Mais c’est surtout ce thème de l’IA qui rend les choses particulièrement difficiles. Au rythme où vont les annonces dans ce domaine, il faudrait mettre à jour l’exposition chaque semaine, ou presque ! Alors que tout s’est accéléré en quelques mois, en parcourant l’exposition, on a plutôt l’impression de naviguer dans le passé… Heureusement, tout n’est pas à jeter, loin de là !
TL;DR :
L’IA a progressé tellement rapidement depuis 2022 qu’il est quasiment impossible de suivre tout ce qu’il se passe dans le domaine. A fortiori quand on est un musée.
Heureusement pour le musée de Linz (et malheureusement pour l’Humanité), l’IA pose encore et toujours de nombreuses questions morales, éthiques, écologiques ou démocratiques qui sont loin d’être résolues et méritent d’être discutées.

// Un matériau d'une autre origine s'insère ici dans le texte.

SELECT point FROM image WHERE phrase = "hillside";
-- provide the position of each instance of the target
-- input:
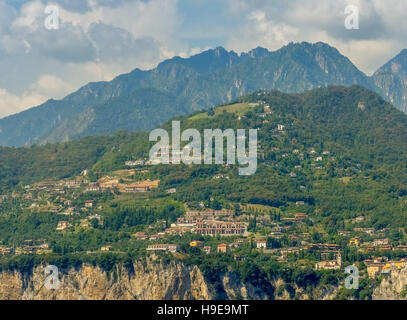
(331, 168)
(141, 100)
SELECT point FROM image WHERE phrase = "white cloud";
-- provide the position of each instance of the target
(11, 103)
(99, 39)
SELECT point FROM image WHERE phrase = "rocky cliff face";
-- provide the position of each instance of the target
(152, 279)
(391, 288)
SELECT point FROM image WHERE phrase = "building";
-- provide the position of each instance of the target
(89, 204)
(381, 242)
(207, 249)
(140, 235)
(197, 244)
(62, 225)
(73, 184)
(94, 187)
(354, 241)
(144, 186)
(330, 264)
(300, 216)
(261, 244)
(381, 265)
(163, 247)
(222, 228)
(134, 163)
(223, 248)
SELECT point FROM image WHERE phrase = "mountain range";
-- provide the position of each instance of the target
(142, 100)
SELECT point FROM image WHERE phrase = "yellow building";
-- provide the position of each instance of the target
(354, 242)
(196, 244)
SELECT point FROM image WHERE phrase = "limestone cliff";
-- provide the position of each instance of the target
(391, 287)
(151, 279)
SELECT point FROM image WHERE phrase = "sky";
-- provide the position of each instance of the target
(99, 39)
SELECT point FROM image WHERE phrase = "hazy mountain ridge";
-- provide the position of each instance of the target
(142, 100)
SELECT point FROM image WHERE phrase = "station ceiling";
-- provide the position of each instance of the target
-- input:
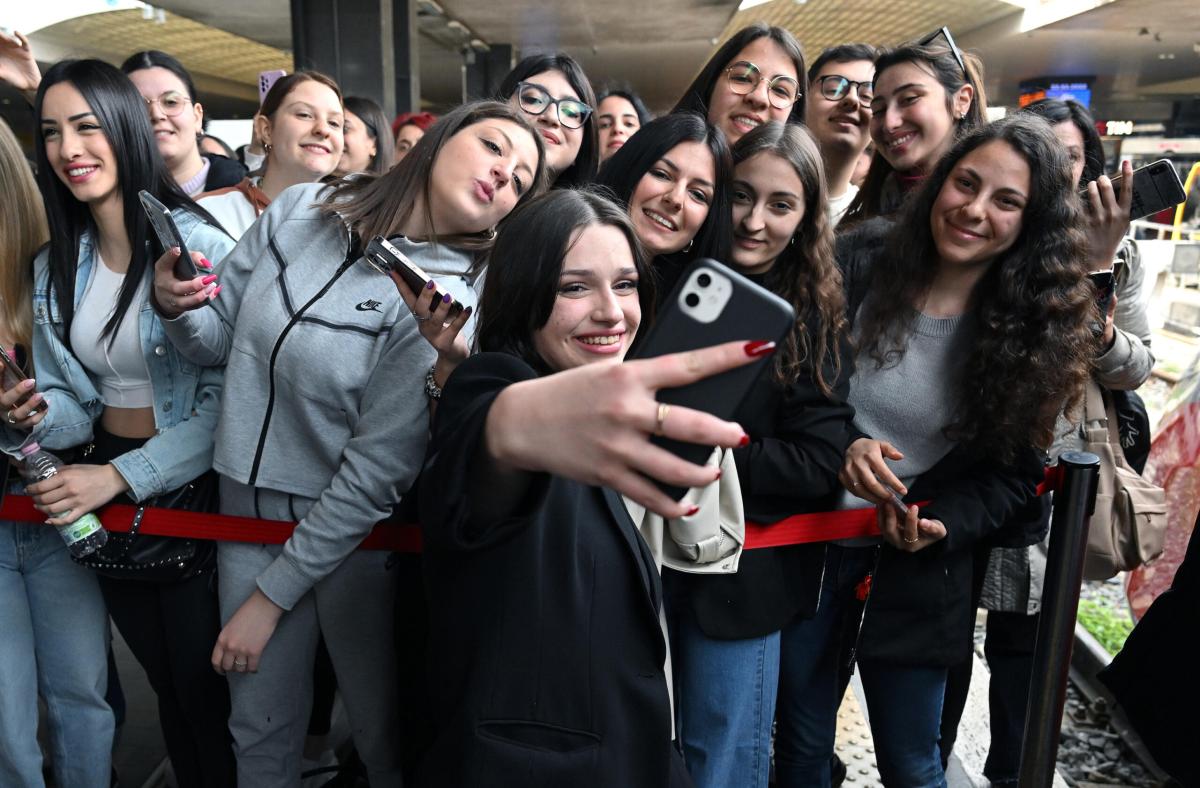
(1141, 52)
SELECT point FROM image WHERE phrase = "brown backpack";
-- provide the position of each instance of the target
(1129, 522)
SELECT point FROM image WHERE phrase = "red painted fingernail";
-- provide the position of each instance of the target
(759, 348)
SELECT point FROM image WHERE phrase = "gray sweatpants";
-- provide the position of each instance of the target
(354, 609)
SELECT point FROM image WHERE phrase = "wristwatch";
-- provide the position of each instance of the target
(432, 390)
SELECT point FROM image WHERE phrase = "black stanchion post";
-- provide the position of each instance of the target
(1073, 505)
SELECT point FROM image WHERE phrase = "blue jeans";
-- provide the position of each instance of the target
(809, 687)
(53, 642)
(905, 708)
(726, 704)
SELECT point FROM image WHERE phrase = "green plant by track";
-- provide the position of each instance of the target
(1109, 627)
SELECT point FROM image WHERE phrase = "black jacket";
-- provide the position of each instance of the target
(546, 653)
(222, 172)
(798, 441)
(919, 611)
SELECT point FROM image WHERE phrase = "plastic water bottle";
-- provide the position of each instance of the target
(85, 535)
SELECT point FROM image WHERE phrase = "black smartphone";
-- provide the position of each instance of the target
(712, 305)
(12, 371)
(168, 235)
(1156, 187)
(1104, 282)
(13, 374)
(385, 258)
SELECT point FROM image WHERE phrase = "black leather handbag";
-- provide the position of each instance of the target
(161, 559)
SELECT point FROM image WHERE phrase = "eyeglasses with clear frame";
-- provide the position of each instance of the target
(535, 100)
(945, 32)
(171, 102)
(835, 86)
(781, 91)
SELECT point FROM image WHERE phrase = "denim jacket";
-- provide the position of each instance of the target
(186, 396)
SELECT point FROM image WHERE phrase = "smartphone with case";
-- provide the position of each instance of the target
(385, 258)
(265, 79)
(13, 374)
(1104, 282)
(168, 235)
(712, 305)
(1156, 187)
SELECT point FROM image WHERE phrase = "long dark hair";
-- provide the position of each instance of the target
(805, 272)
(1057, 112)
(652, 142)
(371, 114)
(123, 119)
(1033, 348)
(939, 60)
(588, 158)
(700, 92)
(527, 260)
(377, 205)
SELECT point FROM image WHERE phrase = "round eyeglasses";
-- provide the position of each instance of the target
(172, 103)
(835, 86)
(781, 91)
(535, 100)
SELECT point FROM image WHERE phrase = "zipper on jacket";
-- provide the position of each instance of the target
(862, 615)
(275, 352)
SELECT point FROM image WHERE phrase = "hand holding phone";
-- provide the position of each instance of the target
(439, 317)
(19, 401)
(712, 305)
(168, 235)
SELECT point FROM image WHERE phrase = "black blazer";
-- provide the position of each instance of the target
(921, 611)
(798, 441)
(546, 653)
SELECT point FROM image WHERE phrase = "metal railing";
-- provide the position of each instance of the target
(1073, 506)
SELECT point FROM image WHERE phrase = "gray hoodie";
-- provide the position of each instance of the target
(324, 380)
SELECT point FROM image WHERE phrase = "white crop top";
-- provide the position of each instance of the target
(118, 364)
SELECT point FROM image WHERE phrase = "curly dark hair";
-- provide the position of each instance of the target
(805, 274)
(1033, 349)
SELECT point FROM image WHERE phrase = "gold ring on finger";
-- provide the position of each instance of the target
(661, 417)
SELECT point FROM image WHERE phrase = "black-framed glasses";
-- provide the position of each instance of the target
(781, 91)
(535, 100)
(945, 32)
(171, 102)
(835, 86)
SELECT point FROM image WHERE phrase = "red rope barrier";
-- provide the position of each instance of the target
(406, 537)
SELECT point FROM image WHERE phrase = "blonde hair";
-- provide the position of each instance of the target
(22, 233)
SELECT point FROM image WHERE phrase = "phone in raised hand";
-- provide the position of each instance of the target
(168, 235)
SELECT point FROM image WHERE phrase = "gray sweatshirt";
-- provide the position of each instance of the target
(911, 402)
(324, 382)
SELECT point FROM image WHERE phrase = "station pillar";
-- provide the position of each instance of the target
(483, 71)
(370, 47)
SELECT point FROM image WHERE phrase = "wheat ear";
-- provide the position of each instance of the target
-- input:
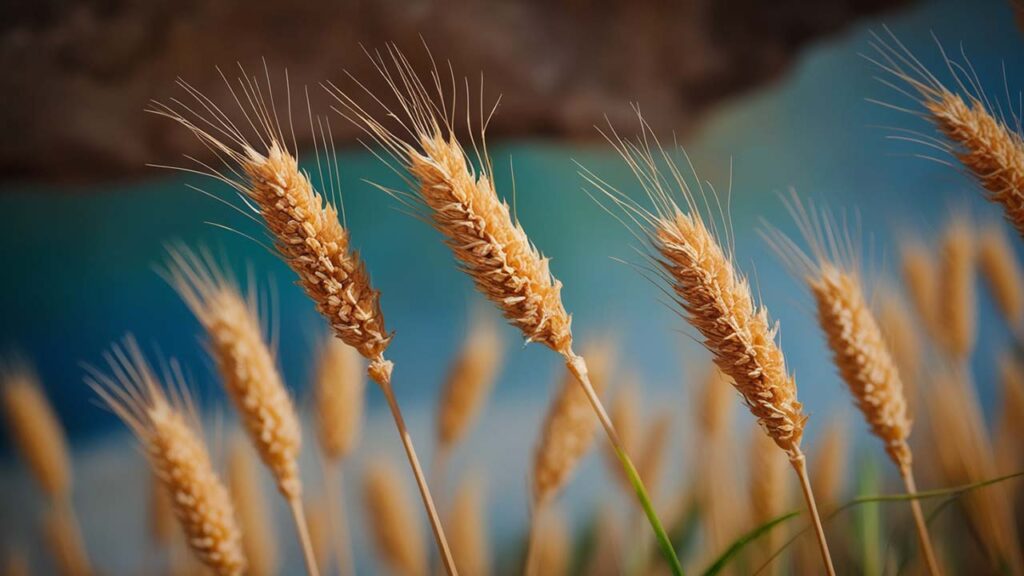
(461, 203)
(164, 419)
(392, 522)
(715, 297)
(258, 538)
(468, 523)
(305, 231)
(985, 144)
(339, 395)
(248, 370)
(470, 377)
(832, 272)
(40, 440)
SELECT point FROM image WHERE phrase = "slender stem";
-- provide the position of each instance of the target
(339, 524)
(578, 367)
(299, 516)
(919, 519)
(800, 464)
(380, 371)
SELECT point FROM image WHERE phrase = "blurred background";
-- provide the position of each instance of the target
(768, 95)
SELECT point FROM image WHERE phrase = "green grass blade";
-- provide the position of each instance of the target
(739, 543)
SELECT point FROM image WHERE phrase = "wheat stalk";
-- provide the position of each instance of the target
(998, 265)
(392, 522)
(339, 391)
(990, 149)
(258, 538)
(462, 204)
(163, 418)
(37, 434)
(305, 231)
(832, 272)
(715, 297)
(469, 528)
(248, 370)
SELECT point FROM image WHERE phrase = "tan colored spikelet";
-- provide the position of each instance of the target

Surtout, l’Ars Electronica Center a un autre atout dans son jeu : le “DeepSpace 8K” qui parvient à concurrencer la réalité virtuelle et autres expositions immersives qui ont essaimé à travers le monde ces dernières années…
Mi-2023, dans les allées d’une exposition consacrée à l’IA, on s’attendrait à trouver des mentions de ChatGPT, OpenAI, Dall-E, Midjourney, Stable Diffusion et autres modèles désormais connus d’un large public… Mais à l’Ars Electronica Center, il n’en est rien. À part l’œuvre d’un artiste utilisant GPT-3 dans le hall d’entrée et une brève mention d’OpenAI - présentée encore comme une “organisation à but non lucratif” - les IA génératives sont totalement absentes du panorama. Un comble !
À l’inverse, la technologie des GAN - pour “Réseaux antagonistes génératifs” - y est abondamment représentée, avec des résultats qui semblent totalement anachroniques face aux prouesses quotidiennes de Dall-E, Midjourney ou Stable Diffusion… Bref, plus que dans le futur, on se retrouve à visiter le passé de l’IA, avant que la technologie des "transformers” ne vienne tout bousculer.
Néanmoins, l’Ars Electronica Center tient sa promesse de servir de “boussole pour naviguer dans le futur”, en soulevant les nombreuses questions posées par l’IA, et qui, elles, ne sont pas près de passer de mode.
Prendre conscience des biais des modèles et des données qui ont servi à leur entraînement. Alerter sur les risques posés par certaines IA si elles sont mises entre les mains d’organisations ou de régimes mal intentionnés. Rappeler la dimension bien physique de l’IA et ses impacts environnementaux et humains.
Il ne s’agit là de quelques-uns des enjeux soulevés par l'exposition.
Mais ce qui sauve ce musée, c’est le “Deep Space 8K”, un espace immersif doté de 8 projecteurs de cinéma et de capteurs de mouvements, pour des projections 2D et 3D en très (très) haute résolution.
Parmi les expériences proposées : une exploration de l’univers en 3D, une plongée dans les tableaux de grands maîtres avec un niveau de détail bluffant, des expérimentations artistiques interactives, des clips musicaux psychédéliques, des scans du corps humain en 3D, etc.
Le catalogue du musée comporte 300 expériences différentes et toute la journée, des sessions de 30 minutes permettent de découvrir quelques-uns des cas d’usage de cet espace - le ‘highlight’ étant la visite de l’univers.
Comme avec l’IA, ce lieu aurait pu rapidement devenir obsolète : la réalité virtuelle progresse relativement vite et les expériences immersives se sont multipliées dans le monde entier depuis le succès des expositions de l’Atelier des Lumières… Mais les différentes expériences proposées à Linz restent vraiment impressionnantes et des mises à jour technologiques sont réalisées régulièrement pour garder une longueur d’avance.
Pour la 3D, par exemple, rien à voir avec la “3D relief” du cinéma ou la réalité virtuelle : les lunettes sont légères et l’immersion quasi-totale - mention spéciale pour la visite de la station spatiale internationale, qu’on a l’impression de pouvoir toucher du doigt devant soi.
Conclusion : n’allez pas spécialement à Linz pour cela, mais si vous êtes dans le coin, un détour peut valoir le coup. Et sûrement encore plus à l’occasion de l’Ars Electronica Festival, en septembre.